Inside the Visible provides a provocative reading of 20th-century art as seen through the work of thirty-six women artists of vastly different backgrounds and experiences. Long before the issues of identity and gender became the buzzwords of the contemporary art world, it was women who primarily recognized the necessity of creating art that said something significant about themselves and their place in the modern world. Often these artists worked for years in a quiet, solitary way, apart from the mainstream of their thy. Known to only a small circle of artists and collectors, their remarkable achievements were generally recognized late in their lives, after the rest of the art world had caught up with their ideas and discoveries.
But the exhibition goes beyond merely inserting forgotten art pioneers into the chronology of 20th-century art. Rather than presenting a linear survey that would narrowly define women within a chronological succession of established art movements, Inside the Visible attempts to create an important counter-memory to this traditional view of art history. It intentionally brings together and relates women artists’ work from different periods of 20th-century art and different countries of the world to show how they have frequently sought to transcend the dominant culture’s responses to the difference, “the Other”, at important moments of historical, political, and cultural change during this century.

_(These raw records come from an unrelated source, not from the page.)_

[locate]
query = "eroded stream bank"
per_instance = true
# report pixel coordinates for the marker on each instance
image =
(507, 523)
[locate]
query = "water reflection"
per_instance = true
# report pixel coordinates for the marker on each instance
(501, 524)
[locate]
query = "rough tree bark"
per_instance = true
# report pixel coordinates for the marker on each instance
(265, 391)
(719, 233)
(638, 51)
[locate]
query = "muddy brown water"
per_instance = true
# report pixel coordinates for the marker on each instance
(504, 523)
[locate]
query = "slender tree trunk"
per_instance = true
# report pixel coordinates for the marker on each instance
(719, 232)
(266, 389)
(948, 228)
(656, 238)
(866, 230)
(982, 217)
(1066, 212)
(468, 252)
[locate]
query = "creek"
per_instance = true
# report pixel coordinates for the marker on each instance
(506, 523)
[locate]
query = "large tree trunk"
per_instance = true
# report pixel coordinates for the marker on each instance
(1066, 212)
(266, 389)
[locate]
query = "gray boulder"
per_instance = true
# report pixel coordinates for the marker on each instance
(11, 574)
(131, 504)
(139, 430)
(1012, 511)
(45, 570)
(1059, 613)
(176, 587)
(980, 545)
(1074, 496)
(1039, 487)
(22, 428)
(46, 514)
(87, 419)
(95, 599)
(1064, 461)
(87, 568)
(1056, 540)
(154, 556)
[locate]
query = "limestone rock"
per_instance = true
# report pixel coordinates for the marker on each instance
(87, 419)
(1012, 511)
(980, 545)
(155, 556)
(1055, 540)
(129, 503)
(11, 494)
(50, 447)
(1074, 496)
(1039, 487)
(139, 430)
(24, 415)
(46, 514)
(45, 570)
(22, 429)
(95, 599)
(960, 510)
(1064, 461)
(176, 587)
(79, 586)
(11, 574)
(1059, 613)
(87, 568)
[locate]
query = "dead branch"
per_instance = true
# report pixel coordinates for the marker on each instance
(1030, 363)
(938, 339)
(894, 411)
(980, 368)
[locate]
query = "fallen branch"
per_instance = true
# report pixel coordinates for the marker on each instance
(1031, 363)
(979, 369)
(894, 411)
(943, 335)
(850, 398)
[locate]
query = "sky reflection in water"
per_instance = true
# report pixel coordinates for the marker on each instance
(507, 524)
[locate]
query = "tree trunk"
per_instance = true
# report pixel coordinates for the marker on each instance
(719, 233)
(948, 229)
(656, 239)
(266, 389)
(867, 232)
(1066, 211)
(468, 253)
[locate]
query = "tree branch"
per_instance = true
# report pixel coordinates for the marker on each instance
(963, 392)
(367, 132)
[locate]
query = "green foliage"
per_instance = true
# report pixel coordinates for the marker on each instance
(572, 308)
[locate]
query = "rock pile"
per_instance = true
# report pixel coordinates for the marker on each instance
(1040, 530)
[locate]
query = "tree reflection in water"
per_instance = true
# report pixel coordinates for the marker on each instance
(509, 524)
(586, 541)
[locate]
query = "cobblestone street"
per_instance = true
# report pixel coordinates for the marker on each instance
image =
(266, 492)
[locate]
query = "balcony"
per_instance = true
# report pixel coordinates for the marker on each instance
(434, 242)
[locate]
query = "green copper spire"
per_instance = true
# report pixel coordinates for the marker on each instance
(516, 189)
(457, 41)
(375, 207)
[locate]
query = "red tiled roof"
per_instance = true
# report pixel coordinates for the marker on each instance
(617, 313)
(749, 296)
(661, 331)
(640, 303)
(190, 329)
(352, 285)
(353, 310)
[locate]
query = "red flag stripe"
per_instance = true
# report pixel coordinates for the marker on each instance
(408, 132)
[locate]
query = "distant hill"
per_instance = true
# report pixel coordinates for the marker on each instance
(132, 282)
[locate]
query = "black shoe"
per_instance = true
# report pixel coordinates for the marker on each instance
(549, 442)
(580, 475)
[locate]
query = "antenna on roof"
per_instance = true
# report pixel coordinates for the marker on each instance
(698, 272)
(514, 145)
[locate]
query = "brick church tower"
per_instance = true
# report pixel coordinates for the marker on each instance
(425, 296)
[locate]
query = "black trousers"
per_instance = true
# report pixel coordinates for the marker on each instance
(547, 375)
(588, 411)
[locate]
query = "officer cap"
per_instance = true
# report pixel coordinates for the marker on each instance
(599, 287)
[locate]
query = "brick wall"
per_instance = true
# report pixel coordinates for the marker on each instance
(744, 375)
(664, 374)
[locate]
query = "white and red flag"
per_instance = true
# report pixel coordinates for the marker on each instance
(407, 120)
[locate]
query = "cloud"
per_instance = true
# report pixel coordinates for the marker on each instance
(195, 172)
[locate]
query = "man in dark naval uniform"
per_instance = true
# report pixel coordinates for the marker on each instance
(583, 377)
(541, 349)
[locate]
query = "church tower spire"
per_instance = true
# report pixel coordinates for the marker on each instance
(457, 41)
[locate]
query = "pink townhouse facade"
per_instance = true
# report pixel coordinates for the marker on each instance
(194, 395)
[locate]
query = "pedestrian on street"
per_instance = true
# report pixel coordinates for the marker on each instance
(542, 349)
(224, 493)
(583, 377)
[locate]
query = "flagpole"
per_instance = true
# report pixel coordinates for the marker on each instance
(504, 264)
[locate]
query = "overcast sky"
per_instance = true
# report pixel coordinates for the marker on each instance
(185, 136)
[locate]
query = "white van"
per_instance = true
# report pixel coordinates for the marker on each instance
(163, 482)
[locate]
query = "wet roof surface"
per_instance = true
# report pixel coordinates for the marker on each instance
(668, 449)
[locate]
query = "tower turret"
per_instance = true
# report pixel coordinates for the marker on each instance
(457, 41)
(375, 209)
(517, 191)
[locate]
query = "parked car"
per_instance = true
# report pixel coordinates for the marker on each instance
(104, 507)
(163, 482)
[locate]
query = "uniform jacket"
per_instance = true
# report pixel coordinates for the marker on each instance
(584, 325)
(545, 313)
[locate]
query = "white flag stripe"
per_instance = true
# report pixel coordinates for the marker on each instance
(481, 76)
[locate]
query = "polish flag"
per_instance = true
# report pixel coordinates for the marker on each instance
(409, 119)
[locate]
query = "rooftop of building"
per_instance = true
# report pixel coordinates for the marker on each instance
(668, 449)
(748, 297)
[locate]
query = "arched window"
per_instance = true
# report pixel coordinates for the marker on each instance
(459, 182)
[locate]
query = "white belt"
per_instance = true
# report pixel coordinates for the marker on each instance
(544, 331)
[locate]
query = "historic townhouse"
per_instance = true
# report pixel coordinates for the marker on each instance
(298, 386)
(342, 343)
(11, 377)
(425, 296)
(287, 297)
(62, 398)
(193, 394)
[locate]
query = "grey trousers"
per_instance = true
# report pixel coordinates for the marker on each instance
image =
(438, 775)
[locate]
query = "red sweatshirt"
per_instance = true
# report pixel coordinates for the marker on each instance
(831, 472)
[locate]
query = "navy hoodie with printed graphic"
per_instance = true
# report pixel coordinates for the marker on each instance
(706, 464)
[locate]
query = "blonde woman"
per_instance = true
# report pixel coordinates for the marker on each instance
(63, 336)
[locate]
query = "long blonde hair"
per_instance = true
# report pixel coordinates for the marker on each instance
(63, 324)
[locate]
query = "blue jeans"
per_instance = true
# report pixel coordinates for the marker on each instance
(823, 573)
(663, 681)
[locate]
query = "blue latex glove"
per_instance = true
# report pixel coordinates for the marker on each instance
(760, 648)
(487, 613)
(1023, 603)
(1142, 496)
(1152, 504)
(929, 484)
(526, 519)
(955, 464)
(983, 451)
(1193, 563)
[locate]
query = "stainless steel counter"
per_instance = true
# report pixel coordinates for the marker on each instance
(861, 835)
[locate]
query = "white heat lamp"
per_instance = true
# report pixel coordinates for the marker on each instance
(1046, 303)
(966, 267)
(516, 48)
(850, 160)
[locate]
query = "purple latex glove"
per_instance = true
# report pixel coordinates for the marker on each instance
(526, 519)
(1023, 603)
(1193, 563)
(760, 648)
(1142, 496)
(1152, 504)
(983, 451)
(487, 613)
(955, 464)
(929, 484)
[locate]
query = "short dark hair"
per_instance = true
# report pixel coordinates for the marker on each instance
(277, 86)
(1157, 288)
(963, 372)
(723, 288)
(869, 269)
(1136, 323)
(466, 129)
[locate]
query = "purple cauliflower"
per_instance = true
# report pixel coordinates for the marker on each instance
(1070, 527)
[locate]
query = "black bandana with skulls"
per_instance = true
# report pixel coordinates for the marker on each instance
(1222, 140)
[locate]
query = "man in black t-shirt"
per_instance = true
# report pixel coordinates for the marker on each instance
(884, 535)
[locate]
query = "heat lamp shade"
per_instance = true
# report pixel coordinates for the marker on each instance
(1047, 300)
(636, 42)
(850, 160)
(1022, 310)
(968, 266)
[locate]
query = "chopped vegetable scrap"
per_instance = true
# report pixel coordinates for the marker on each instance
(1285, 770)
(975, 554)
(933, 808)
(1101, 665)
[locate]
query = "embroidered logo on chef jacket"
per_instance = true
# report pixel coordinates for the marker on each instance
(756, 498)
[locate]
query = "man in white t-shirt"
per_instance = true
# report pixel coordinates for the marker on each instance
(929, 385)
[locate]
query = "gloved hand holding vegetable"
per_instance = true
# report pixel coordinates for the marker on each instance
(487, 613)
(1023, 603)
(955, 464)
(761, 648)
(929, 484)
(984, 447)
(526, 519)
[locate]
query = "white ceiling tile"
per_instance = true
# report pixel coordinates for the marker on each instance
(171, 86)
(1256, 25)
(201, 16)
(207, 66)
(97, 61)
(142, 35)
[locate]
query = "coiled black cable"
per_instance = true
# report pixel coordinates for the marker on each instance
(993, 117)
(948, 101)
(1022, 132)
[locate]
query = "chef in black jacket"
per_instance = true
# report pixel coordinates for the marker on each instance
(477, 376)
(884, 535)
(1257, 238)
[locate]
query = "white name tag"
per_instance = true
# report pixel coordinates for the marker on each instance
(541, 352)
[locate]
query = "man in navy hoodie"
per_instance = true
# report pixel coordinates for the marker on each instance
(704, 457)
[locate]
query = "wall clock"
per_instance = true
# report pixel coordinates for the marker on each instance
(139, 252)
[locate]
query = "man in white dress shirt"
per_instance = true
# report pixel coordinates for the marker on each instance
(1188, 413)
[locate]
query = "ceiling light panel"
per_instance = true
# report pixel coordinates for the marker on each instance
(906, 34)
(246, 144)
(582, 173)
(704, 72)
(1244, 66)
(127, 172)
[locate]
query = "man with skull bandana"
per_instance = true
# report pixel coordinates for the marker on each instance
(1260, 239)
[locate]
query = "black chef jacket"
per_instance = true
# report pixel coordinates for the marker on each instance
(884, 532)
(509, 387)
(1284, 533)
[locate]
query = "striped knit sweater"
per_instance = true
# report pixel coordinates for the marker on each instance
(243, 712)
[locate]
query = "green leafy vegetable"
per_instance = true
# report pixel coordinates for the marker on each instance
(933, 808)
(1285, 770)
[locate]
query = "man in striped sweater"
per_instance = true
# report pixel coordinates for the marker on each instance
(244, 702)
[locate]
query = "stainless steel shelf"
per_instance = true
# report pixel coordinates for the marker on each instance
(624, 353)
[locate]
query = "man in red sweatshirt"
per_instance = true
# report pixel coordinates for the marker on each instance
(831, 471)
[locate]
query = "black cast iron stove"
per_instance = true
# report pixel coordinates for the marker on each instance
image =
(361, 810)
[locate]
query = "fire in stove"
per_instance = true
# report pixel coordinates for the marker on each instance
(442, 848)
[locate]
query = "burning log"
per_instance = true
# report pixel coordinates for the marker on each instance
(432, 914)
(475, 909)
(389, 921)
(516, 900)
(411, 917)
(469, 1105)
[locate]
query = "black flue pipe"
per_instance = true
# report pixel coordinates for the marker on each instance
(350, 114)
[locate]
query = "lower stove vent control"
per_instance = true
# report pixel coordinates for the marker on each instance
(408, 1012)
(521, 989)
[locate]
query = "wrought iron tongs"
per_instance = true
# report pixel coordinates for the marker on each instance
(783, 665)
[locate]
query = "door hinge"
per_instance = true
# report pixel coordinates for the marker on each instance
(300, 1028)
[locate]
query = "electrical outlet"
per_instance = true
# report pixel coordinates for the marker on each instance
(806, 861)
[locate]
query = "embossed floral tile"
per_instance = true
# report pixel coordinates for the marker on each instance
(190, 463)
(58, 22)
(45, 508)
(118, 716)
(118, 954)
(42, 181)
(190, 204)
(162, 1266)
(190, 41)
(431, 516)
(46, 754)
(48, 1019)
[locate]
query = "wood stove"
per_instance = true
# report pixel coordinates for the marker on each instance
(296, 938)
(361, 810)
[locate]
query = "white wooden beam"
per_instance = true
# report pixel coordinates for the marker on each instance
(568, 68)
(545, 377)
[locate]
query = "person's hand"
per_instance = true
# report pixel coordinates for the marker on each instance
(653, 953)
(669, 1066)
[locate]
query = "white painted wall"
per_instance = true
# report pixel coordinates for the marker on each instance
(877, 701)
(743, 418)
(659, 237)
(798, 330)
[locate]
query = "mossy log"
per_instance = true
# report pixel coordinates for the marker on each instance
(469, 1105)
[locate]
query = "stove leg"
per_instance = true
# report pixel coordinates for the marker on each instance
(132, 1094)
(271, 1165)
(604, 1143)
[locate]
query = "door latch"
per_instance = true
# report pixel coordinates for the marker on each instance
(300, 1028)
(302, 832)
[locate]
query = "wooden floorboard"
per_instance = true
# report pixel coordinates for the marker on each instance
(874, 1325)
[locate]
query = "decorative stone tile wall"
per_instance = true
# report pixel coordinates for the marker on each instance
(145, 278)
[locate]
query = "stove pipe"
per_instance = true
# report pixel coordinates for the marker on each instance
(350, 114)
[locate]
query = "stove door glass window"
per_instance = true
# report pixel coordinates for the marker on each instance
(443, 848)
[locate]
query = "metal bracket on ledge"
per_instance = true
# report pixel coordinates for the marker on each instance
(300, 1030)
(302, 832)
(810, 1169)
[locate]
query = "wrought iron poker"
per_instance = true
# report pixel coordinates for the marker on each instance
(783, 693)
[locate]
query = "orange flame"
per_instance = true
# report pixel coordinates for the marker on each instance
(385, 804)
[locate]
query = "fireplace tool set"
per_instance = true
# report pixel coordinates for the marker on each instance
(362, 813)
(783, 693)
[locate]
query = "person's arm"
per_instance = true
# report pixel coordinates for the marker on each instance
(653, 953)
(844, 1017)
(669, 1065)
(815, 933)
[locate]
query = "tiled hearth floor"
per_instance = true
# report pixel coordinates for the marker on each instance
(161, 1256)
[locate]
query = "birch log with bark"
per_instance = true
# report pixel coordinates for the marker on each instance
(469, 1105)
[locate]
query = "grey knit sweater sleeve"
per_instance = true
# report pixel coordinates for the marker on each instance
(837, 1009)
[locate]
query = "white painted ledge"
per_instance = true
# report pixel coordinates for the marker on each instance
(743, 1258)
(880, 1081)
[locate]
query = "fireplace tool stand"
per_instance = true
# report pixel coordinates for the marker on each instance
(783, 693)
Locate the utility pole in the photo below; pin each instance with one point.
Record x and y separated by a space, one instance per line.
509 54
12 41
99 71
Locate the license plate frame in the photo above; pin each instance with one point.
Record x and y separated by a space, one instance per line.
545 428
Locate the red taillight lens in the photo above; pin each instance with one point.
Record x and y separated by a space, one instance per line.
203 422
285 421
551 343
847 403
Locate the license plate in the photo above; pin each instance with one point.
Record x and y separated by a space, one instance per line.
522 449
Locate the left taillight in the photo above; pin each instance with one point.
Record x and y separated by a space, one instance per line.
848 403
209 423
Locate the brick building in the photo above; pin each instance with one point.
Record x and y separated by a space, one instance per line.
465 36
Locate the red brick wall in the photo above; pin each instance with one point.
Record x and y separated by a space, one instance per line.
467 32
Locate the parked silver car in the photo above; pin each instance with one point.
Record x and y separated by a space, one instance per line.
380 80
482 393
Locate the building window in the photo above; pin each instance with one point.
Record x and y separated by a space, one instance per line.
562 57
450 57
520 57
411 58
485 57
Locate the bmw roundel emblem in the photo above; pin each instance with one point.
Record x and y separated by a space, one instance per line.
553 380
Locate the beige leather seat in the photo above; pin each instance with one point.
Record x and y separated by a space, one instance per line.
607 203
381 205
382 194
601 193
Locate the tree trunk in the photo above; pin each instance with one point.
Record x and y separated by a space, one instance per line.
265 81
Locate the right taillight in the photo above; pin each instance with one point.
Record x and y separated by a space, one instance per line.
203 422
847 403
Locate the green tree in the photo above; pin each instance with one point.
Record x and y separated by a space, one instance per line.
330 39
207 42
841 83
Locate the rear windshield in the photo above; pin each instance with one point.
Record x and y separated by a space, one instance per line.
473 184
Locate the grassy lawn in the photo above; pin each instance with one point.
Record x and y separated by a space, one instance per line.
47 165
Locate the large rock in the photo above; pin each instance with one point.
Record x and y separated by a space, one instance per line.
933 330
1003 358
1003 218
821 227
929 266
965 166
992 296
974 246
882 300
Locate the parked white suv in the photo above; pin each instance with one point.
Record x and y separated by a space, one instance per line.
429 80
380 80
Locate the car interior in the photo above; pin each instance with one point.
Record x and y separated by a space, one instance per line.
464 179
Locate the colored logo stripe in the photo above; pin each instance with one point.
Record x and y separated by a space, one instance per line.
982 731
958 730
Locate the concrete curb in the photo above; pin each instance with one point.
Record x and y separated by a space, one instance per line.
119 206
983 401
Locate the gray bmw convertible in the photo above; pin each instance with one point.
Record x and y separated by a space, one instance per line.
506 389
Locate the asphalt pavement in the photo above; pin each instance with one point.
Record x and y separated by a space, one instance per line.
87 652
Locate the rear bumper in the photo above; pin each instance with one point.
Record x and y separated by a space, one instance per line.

Inside the Visible is organized into four distinct parts that challenge rigid definitions of gender and race. These thematic sections are poetically titled Parts of/for, The Blank in the Page, The Weaving of Water and Words, and Enjambment: “La donna é mobile.” Each is intentionally open-ended and includes artwork from the 1930s-40s, the 1960s-70s, and the 1990s. Developed in this way, the exhibition provides a unique opportunity for us, as viewers, to consider how these works relate to one another across time and space. It requires that we look into each work carefully to understand its relations to others in the section and to the exhibition as a whole.